For the most part, a company actually missing estimates on an operating basis and significantly increasing estimated expenses for the next year is enough to drive the stock down. Salix Pharmaceuticals (SLXP) is not an ordinary stock, though, and investors seem happy to look past the near-term turbulence in favor of the long-term opportunity in this focused specialty pharmaceutical company.
A Mixed End To The Fiscal Year
To its credit, if there's a good way to miss earnings, Salix pretty much found it. Revenue rose over 30% for the quarter (with sales of lead drug Xifaxan up 29%) and gross margins were flat. That the company exceeded estimates for SG&A spending and missed sell-side analyst estimates for operating income by about 10% was pretty much moot against the 40% overall growth and the ongoing momentum in its class-leading drug.
Right now the Salix story is about revenue growth and the potential leverage coming from additional product launches. Consequently, lower guidance that seems driven by increased sales efforts is really not bothering anybody all that much. And that's the story for 2012 guidance - management seemed a little conservative about revenue growth, but the roughly 25% increase in expense guidance (relative to prior expectations) seems logical relative to the prospects of driving higher sales in indications like hepatic encephalopathy (HE).
Managing The Xifaxan Story
Investors got a little nervous recently when the FDA issued draft guidance that would seem to make generic competition for Xifaxan a little easier. Xifaxan is currently very nearly 70% of Salix's revenue with approval in traveler's diarrhea and HE. Although there is an orphan drug designation that protects the drug out to 2017, investors have been worried that the patent coverage (which ostensibly stretches into the mid-2020's) may not be sufficient.
To that end, the FDA's guidance is a boost for Teva (TEVA), Mylan (MYL) or whomever else decides to try to overturn the patents in court. While a generic wannabe will have to establish efficacy in a clinical study in traveler's diarrhea, the HE indication will just require a subsequent pK study. Although this sounds bad for Salix, the fact is that bioequivalence studies could prove tricky for Xifaxan (it has a peculiar uptake in the body) and Salix will certainly fight to protect its patents.
Although generic competition spooked some investors recently, the long-term potential for Xifaxan remains quite strong on the basis of its potential approval for irritable bowel syndrome. Although the FDA sent the company back to the drawing board in 2010 (demanding a new trial), the data thus far has been encouraging.
What's more, irritable bowel syndrome is one of the Marie Celestes of the drug world - for whatever reason, programs here just don't seem to work out. Novartis (NVS) ended up pulling Zelnorm and Glaxo (GSK) bailed on Lotronex and sold it to Prometheus Labs. Although Lotronex is technically available, it's tightly restricted and Sucampo's/Takeda's Amitiza is the only other approved drug targeted for this indication.
Forest Labs (FRX) has filed for approval of linaclotide (which it developed with Ironwood), but it looks like the IBS market will be hardly over-saturated if and when Salix can get approval (perhaps late 2013 or early 2014). Based on the data seen to date, so long as the safety profile is relatively clean, an IBS indication could make Xifaxan a $2 billion-plus drug.
Other Pipeline Stories Worth Telling
Salix isn't solely about Xifaxan. The Solesta product it acquired with Oceana (for about $300 million) could be a $500 million a year product in fecal incontinence and rare competition to Endo Pharmaceuticals' (ENDP) AMS business in that market.

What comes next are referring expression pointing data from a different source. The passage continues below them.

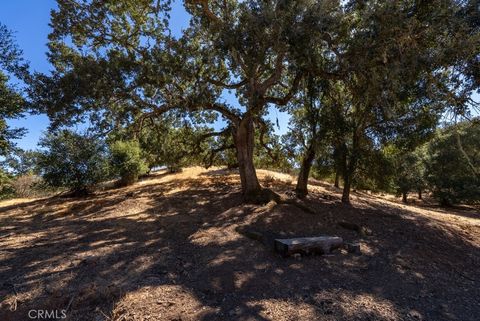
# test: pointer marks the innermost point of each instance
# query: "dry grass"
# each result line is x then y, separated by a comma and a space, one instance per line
168, 248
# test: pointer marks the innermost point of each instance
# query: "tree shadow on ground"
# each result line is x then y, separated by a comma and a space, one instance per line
170, 251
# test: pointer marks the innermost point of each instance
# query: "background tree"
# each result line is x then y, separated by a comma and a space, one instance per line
451, 176
126, 161
122, 61
12, 103
74, 161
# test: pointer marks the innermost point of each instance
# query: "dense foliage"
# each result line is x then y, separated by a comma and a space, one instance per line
453, 164
75, 161
127, 161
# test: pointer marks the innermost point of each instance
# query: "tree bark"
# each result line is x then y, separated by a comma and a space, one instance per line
337, 178
302, 183
347, 183
244, 144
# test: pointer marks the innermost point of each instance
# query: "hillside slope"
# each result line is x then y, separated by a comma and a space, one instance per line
168, 248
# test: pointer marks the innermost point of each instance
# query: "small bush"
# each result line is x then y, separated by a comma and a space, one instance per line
26, 185
126, 161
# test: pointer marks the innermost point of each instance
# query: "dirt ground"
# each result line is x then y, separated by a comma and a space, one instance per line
168, 248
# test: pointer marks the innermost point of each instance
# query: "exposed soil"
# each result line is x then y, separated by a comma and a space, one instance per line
168, 248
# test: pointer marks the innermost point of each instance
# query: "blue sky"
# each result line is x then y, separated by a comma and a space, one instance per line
29, 20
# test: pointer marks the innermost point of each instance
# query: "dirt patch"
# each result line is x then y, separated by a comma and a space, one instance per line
168, 248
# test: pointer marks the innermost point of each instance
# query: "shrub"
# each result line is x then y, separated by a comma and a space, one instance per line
26, 185
73, 160
126, 161
453, 165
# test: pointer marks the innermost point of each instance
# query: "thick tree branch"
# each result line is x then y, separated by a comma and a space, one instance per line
215, 151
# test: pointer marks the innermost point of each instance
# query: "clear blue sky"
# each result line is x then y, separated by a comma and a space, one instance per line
29, 20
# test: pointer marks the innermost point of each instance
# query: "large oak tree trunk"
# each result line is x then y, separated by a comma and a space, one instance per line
244, 143
302, 183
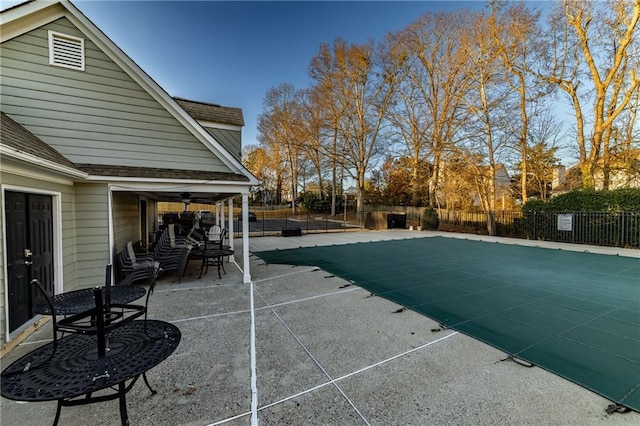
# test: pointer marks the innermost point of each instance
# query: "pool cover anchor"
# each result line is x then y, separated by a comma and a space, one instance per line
441, 326
518, 361
617, 408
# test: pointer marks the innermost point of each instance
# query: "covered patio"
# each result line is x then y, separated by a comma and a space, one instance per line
297, 345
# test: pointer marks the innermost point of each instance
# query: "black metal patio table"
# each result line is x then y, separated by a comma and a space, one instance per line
212, 255
75, 302
72, 371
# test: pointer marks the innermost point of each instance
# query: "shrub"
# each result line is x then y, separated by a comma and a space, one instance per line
589, 200
430, 220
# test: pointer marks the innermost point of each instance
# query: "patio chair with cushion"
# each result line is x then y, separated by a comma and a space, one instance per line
137, 266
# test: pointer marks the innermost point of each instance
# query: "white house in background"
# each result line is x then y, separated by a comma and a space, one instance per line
89, 145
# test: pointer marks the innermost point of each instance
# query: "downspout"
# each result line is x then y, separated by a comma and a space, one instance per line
231, 244
245, 239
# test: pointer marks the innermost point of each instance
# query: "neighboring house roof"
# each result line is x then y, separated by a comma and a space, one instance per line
215, 113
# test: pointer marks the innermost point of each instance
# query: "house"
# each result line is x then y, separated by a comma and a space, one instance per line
89, 145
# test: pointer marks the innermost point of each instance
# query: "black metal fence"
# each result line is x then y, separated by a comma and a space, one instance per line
597, 228
271, 223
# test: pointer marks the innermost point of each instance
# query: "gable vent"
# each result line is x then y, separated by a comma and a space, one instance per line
66, 51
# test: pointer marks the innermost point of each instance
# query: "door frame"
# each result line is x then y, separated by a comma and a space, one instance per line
56, 209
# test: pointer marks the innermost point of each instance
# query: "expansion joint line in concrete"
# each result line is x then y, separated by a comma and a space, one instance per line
326, 373
353, 373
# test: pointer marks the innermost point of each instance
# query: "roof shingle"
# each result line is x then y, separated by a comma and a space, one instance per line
14, 135
211, 112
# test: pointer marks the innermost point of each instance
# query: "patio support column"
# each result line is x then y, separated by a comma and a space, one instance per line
222, 214
245, 238
231, 258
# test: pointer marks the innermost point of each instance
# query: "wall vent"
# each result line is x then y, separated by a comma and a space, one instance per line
66, 51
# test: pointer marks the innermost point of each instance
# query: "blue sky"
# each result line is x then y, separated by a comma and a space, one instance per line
231, 53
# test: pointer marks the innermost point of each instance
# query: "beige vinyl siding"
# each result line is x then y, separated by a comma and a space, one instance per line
67, 229
3, 285
92, 233
96, 116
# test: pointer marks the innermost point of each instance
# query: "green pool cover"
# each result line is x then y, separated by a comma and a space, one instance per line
575, 314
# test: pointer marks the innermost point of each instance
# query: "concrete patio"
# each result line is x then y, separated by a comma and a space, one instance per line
299, 346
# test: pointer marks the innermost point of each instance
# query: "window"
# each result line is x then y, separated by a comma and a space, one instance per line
66, 51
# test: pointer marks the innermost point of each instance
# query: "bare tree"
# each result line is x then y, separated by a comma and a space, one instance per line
430, 108
590, 62
323, 69
280, 122
516, 34
363, 88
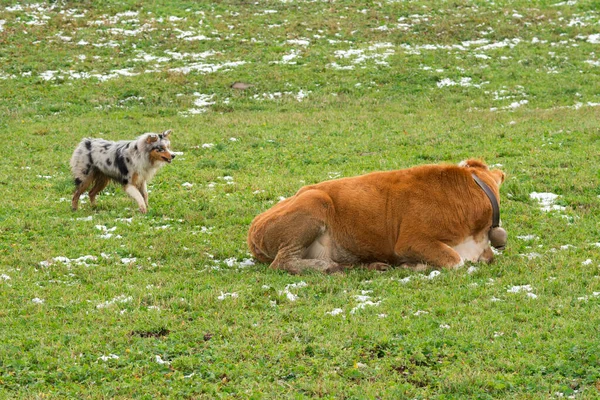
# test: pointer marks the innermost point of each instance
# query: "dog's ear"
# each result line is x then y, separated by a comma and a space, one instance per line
153, 137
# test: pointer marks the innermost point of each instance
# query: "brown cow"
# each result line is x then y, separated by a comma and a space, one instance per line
435, 215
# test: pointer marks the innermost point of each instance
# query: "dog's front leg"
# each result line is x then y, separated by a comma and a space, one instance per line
137, 196
144, 190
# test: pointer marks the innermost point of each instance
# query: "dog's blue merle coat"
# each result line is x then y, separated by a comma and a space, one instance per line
130, 163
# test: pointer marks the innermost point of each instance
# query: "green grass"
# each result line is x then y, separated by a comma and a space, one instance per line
96, 328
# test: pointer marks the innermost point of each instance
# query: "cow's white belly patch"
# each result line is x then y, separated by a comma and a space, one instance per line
320, 249
471, 249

In addition to products for ulcerative colitis, chronic diarrhea, and reflux, Salix is also developing an oral form of Relistor under license from Progenics (PGNX). If this drug works out, and Phase 3 studies showed efficacy similar to injected Relistor (which is approved), it could be a billion-dollar drug, albeit one with only limited protection vis a vis Hatch-Waxman exclusivity. Investors should keep in mind, though, that potential competition from Theravance (THRX) and/or Nektar (NKTR)/AstraZeneca (AZN) could diminish this potential somewhat, but Salix should have a lead in terms of launch dates.
The Bottom Line
Salix was not cheap before this earnings report and the positive response to earnings certainly hasn't made it any cheaper. That's a bit frustrating to investors like me who might have wanted to pick some shares up on the cheap if the market overreacted to the earnings report.
That said, I'd hardly say the story is over for investors willing to take an optimistic or aggressive look at the company's future sales and cash flow potential. Salix absolutely needs FDA approval to sell Xifaxan for IBS for the stock to work from here, but the combination of Xiafaxan and oral Relistor (and no unexpected disasters with patents) could drive better than 20% annual revenue growth out through 2016.
So, in some respects then, this is just like most biotech stories - if the trial results are good and the FDA is cooperative, the stock is worth a lot more than today's price. If the trials go against the company, there will be a big sell-off and this is a name best avoided. At this point, I'd rather be on the long side of that binary bet.